Text Classification - Lab

Introduction

In this lab, we'll use everything we've learned so far to build a model that can classify a text document as one of many possible classes!

Objectives

You will be able to:

Perform classification using a text dataset, using sensible preprocessing, tokenization, and feature engineering scheme
Use scikit-learn text vectorizers to fit and transform text data into a format to be used in a ML model

Getting Started

For this lab, we'll be working with the classic Newsgroups Dataset, which is available as a training data set in sklearn.datasets. This dataset contains many different articles that fall into 1 of 20 possible classes. Our goal will be to build a classifier that can accurately predict the class of an article based on the features we create from the article itself!

Let's get started. Run the cell below to import everything we'll need for this lab.

import nltk
from nltk.corpus import stopwords
import string
from nltk import word_tokenize, FreqDist
from sklearn.feature_extraction.text import TfidfVectorizer
from sklearn.metrics import accuracy_score
from sklearn.datasets import fetch_20newsgroups
from sklearn.ensemble import RandomForestClassifier
from sklearn.naive_bayes import MultinomialNB
import pandas as pd
import numpy as np
np.random.seed(0)

Now, we need to fetch our dataset. Run the cell below to download all the newsgroups articles and their corresponding labels. If this is the first time working with this dataset, scikit-learn will need to download all of the articles from an external repository -- the cell below may take a little while to run.

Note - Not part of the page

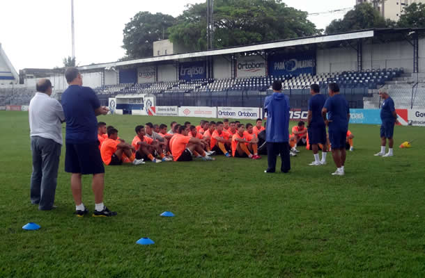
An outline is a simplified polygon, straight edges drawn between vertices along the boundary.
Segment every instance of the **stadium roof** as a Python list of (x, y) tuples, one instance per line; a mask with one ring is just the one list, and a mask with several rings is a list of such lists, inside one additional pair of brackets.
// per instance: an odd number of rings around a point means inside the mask
[[(1, 67), (0, 67), (0, 80), (14, 80), (15, 82), (18, 82), (20, 80), (20, 76), (15, 70), (15, 67), (13, 67), (13, 65), (9, 60), (7, 55), (6, 55), (6, 53), (3, 50), (1, 43), (0, 43), (0, 64), (2, 64), (1, 61), (3, 61), (4, 63), (3, 67), (6, 66), (7, 67), (6, 70), (5, 71), (4, 69), (1, 70)], [(0, 66), (1, 65), (0, 65)]]
[(283, 40), (277, 40), (261, 44), (252, 45), (245, 45), (240, 47), (229, 47), (221, 49), (212, 49), (203, 51), (189, 52), (180, 54), (164, 55), (161, 56), (143, 58), (135, 60), (128, 60), (125, 61), (118, 61), (113, 63), (106, 63), (96, 65), (85, 65), (78, 67), (79, 70), (95, 70), (104, 67), (126, 66), (134, 64), (141, 64), (145, 63), (153, 63), (167, 60), (175, 60), (178, 59), (185, 59), (190, 58), (199, 58), (205, 56), (212, 56), (218, 55), (233, 54), (242, 52), (251, 52), (265, 49), (279, 49), (288, 47), (295, 47), (306, 44), (314, 44), (324, 42), (332, 42), (338, 41), (345, 41), (350, 40), (357, 40), (361, 38), (373, 38), (375, 35), (379, 33), (406, 33), (417, 31), (424, 31), (425, 28), (375, 28), (368, 30), (359, 30), (352, 32), (341, 33), (332, 35), (320, 35), (310, 37), (302, 37), (295, 39), (288, 39)]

The actual dataset is quite large. To save us from extremely long runtimes, we'll work with only a subset of the classes. Here is a list of all the possible classes:

For this lab, we'll only work with the following five:

'alt.atheism'
'comp.windows.x'
'rec.sport.hockey'
'sci.crypt'
'talk.politics.guns'

In the cell below:

Create a list called categories that contains the five newsgroups classes listed above, as strings
Get the training set by calling fetch_20newsgroups() and passing in the following parameters:
- subset='train'
- categories=categories
- remove=('headers', 'footers', 'quotes') -- this is so that the model can't overfit to metadata included in the articles that sometimes acts as a dead-giveaway as to what class the article belongs to
Get the testing set as well by passing in the same parameters, with the exception of subset='test

categories = None
newsgroups_train = None
newsgroups_test = None

Great! Let's break apart the data and the labels, and then inspect the class names to see what the actual newsgroups are.

In the cell below:

Grab the data from newsgroups_train.data and store it in the appropriate variable
Grab the labels from newsgroups_train.target and store it in the appropriate variable
Grab the label names from newsgroups_train.target_names and store it in the appropriate variable
Display the label_names so that we can see the different classes of articles that we're working with, and confirm that we grabbed the right ones

data = None
target = None
label_names = None
label_names

Finally, let's check the shape of data to see what our data looks like. We can do this by checking the .shape attribute of newsgroups_train.filenames.

Do this now in the cell below.

# Your code here

(2814,)

Our dataset contains 2,814 different articles spread across the five classes we chose.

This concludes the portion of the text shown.